Around 1890, Edward Phelan, a retired Newfoundland cooper living in British Vancouver, B.C., sent a silver trumpet home to Joseph Godden.
The instrument was to be used by the Harbour Grace Volunteer Fire Company.
It was pressed into service at the regatta in the same way as a microphone is used today. As a result, the races ran more smoothly and professionally.
There are no plans for a silver trumpet to be blown at the 2010 version of the regatta. However, the enthusiasm of the spectators on shore will be no less muted than when the instrument emitted its first shrill blast in the late 1800s.
The regatta is one of the best-known sporting events in the area.

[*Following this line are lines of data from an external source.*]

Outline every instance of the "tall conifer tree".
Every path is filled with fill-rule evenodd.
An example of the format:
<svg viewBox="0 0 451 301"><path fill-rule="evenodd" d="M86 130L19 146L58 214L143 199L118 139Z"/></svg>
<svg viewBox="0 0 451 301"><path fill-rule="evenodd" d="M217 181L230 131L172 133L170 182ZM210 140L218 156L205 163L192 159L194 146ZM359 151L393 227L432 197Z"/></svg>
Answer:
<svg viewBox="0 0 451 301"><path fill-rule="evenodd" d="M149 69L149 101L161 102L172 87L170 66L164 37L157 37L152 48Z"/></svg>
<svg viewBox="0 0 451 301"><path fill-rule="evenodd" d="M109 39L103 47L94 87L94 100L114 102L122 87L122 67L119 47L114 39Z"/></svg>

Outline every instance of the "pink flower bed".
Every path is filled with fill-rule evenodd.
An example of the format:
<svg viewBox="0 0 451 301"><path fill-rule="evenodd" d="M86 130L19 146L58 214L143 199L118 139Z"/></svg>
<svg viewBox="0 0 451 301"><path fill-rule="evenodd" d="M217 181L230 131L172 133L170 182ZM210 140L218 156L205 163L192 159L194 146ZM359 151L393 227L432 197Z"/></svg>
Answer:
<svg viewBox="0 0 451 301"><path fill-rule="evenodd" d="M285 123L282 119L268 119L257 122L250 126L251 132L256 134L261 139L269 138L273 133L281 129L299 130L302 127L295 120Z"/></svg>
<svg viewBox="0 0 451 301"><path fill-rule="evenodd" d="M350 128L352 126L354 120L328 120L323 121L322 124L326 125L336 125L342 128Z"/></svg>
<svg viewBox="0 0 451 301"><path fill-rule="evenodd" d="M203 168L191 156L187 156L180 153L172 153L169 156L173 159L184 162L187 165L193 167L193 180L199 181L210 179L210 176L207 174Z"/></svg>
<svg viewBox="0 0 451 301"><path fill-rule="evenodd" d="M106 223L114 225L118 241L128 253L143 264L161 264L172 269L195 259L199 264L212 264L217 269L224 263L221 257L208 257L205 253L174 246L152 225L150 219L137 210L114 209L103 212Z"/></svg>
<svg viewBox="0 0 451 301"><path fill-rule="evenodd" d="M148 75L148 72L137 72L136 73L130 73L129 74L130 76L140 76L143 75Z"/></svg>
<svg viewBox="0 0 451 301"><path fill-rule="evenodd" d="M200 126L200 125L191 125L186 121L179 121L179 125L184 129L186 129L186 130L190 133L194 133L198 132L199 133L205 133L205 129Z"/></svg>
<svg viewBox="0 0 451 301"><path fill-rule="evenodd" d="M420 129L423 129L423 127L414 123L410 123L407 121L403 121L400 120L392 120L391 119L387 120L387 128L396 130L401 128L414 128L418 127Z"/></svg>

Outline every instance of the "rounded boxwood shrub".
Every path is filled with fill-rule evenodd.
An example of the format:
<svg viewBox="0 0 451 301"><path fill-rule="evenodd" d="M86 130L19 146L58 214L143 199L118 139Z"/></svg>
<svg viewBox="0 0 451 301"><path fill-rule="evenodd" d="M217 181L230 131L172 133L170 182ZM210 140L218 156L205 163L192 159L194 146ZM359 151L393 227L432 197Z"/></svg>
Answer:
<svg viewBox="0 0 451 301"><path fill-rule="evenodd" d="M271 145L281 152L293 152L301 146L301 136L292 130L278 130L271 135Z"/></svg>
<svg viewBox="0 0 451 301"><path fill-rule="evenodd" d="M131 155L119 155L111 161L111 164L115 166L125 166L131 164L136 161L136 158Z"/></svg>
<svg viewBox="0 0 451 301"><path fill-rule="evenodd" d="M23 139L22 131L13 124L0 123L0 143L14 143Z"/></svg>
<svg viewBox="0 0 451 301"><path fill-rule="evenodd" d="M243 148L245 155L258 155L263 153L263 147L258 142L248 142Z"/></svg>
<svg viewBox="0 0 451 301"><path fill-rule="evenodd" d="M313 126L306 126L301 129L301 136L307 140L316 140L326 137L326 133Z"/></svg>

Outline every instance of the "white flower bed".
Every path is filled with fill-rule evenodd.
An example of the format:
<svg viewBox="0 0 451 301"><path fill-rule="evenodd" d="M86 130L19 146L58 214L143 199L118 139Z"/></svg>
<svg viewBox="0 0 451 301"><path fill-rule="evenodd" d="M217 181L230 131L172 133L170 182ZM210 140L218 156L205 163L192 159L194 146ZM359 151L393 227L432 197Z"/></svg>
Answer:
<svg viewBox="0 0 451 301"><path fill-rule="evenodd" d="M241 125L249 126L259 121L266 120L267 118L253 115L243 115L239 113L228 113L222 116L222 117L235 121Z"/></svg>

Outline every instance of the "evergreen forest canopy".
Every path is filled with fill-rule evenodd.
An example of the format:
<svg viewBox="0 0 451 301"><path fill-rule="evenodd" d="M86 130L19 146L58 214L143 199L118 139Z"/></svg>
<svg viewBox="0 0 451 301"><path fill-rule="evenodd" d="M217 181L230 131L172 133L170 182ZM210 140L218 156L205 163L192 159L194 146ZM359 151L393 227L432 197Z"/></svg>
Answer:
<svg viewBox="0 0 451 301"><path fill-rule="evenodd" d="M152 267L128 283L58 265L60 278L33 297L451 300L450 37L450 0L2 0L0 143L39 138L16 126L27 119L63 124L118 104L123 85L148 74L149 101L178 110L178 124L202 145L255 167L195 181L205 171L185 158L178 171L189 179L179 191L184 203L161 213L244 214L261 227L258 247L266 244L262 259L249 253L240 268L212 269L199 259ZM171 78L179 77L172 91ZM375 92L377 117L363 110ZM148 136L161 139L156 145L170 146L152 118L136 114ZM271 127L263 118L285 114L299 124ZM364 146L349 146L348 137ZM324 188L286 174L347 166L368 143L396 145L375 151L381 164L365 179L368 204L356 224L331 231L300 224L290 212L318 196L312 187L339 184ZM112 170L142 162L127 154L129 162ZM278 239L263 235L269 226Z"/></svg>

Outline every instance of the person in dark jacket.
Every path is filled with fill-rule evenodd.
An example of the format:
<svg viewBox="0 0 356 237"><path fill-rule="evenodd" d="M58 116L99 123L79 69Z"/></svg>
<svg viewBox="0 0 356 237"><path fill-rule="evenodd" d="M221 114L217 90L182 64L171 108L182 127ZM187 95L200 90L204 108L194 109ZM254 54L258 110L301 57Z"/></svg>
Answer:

This year's event features the usual activities, including games of chance and food concessions.
Rowing events will keep spectators in suspense as they cheer on the rowers in their lightweight racing shells.
There are ladies' races (senior, midget, master and juvenile), men's races (fishermen, labour and mercantile), and squirt girls' and boys' races (ages 10 and under).
An inter-town ladies' race and a family race are followed by the ladies' and men's championship races.
A crowd favourite is the cardboard boat race. Children make their own boats out of cardboard and race from the dock to the beach.
"Interest in the regatta dwindled half a dozen years ago," said Kathy Tetford, treasurer-registrar.
"But it's been coming back in recent years. Last year alone, we saw an increase of 10-12 crews. At this moment, a dozen or more (travel) trailers are already in place at the lake, waiting for the day of the regatta."
Tetford attributes the revived interest to the increasing involvement of children and young people. There are now 10-12 crews made up of 10- and 11-year olds.
"Of course, the children bring their parents, grandparents and other relatives," said Tetford.
She is also impressed by the increased involvement of women crews.
"Female involvement is now 2-1 over men. Ladies are taking over," she added with a smile.
The grounds are constantly being improved and upgraded, with more grass being added all the time. "A quality event requires both time and effort," said Tetford.
The committee is in the preliminary stages of planning the sesquicentennial anniversary of the Harbour Grace regatta.
"We're hoping to get back to basics," said Tetford. "We always promote the regatta as a fun time for the entire family. We're even planning a boil-up on the beach, like in the early days."